GUEST, that episode with Lee Marvin and Lee Van Cleef is a great one. James Best (The aforementioned Dukes of Hazard sherrif) is the fourth guy in that one. Best also has his own episode, where he plays a guy who dies and comes back.
Burgess Meredith was one of the Zone's favorites, appearing in four episodes. I believe Jack Klugman also did four.
Theodore Bikel is a great one because of his dual roles as actor and folksinger. He also turns up in Star Trek (as the Jewish Earthman who raised Worf) and in Babylon 5 (as the Russian Rabbi who is a friend and religious counselor to Susan Ivanova; and also as a Minbari religious leader.)
That reminds me: there is a rarely-shown episode of the Twilight Zone featuring Robert Duvall. It's rarely shown because it's one of about fifteen episodes that were an hour long, and the show was syndicated as a half-hour show in reruns, so those episodes are frequently skipped. If I recall, Duvall is obsessed with a dollhouse in a museum.

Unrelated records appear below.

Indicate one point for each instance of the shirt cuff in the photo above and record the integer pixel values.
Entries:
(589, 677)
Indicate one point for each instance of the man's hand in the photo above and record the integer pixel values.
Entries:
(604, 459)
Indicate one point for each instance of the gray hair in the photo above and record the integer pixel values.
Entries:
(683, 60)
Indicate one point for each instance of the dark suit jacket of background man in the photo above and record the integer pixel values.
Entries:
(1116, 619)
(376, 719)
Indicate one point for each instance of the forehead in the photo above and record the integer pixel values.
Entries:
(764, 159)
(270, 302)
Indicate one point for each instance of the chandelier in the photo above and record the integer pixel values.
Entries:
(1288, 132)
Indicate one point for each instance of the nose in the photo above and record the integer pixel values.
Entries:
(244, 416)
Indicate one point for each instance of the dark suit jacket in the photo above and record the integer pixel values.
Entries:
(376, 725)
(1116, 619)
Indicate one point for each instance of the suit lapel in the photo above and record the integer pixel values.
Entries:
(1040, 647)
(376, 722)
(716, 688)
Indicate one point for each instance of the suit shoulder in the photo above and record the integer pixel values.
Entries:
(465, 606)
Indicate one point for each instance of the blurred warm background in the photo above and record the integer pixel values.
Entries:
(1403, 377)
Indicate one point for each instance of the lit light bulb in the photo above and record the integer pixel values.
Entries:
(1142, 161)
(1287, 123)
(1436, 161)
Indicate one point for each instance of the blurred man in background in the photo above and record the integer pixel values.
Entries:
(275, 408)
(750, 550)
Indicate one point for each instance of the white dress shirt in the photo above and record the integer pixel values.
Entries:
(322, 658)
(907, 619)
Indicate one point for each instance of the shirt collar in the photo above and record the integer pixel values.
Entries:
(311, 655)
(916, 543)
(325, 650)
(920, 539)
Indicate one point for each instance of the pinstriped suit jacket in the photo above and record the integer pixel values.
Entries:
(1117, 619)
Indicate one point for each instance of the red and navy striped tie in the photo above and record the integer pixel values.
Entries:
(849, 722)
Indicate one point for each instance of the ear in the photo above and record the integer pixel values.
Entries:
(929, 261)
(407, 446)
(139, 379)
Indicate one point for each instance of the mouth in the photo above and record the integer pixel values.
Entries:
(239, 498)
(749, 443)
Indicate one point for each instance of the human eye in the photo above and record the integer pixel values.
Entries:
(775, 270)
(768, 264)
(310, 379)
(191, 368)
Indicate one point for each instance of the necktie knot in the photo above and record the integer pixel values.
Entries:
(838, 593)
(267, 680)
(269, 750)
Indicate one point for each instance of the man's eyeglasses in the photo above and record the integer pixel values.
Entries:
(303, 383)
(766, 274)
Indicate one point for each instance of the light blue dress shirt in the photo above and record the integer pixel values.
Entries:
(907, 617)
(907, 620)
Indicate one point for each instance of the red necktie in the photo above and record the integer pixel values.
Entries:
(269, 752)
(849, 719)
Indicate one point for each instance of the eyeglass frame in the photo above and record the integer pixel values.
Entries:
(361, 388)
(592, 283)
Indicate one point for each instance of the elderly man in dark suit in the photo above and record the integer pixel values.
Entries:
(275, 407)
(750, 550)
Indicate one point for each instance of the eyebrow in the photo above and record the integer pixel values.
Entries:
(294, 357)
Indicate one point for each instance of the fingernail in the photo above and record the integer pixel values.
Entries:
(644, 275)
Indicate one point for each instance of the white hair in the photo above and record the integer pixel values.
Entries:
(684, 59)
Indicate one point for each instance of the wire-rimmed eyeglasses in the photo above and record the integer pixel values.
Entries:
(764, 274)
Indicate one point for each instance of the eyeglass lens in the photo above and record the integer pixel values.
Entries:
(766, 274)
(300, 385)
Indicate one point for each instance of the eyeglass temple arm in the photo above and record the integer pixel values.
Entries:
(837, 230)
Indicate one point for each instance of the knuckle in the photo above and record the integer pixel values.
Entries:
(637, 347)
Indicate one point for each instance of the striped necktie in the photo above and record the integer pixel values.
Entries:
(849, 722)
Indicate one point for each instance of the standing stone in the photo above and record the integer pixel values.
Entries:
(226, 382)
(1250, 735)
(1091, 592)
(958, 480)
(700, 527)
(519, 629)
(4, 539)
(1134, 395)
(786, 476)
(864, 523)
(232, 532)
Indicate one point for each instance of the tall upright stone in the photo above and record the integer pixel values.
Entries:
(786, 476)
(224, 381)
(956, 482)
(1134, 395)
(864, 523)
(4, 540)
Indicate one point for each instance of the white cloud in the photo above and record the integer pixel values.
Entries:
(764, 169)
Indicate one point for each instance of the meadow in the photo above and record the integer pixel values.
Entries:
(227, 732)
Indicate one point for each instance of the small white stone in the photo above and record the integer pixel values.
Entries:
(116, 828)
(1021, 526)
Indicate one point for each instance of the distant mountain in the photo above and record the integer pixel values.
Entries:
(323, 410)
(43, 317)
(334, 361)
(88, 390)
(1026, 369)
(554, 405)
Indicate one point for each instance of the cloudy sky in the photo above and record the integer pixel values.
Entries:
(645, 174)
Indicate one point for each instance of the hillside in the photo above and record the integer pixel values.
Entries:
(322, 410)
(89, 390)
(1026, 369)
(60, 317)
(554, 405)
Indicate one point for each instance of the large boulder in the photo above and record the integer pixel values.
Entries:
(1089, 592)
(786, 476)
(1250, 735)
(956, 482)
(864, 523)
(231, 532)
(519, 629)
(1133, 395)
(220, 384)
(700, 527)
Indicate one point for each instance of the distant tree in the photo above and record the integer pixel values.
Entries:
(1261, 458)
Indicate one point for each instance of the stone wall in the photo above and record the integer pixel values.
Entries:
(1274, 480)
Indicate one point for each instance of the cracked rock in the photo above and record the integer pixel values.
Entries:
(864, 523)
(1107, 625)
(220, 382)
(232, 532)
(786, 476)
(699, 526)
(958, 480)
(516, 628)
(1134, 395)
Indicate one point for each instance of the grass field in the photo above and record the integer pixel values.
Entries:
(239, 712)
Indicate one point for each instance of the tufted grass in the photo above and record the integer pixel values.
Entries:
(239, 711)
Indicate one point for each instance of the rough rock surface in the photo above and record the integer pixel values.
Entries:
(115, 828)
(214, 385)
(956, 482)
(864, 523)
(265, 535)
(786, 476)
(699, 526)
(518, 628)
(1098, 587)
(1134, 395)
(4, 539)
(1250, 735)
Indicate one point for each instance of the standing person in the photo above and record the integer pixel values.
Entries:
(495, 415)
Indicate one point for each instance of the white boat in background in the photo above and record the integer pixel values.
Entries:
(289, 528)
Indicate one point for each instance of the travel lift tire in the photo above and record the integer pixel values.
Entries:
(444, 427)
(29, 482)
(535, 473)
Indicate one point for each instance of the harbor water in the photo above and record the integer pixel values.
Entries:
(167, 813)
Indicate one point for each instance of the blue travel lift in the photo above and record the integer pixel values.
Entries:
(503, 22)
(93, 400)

It just occurred to me that the old Batman is a great place to look for this phenomenon, too. Not only is there the show's penchant for big stars of the time as villains (David Wayne, Burgess Meredith, Vincent Price, Eartha Kitt, John Astin, Victor Buono, etc), but there were the people who would stick their heads out the window while the dynamic duo were climbing buildings (from Milton Berle to the Monkees).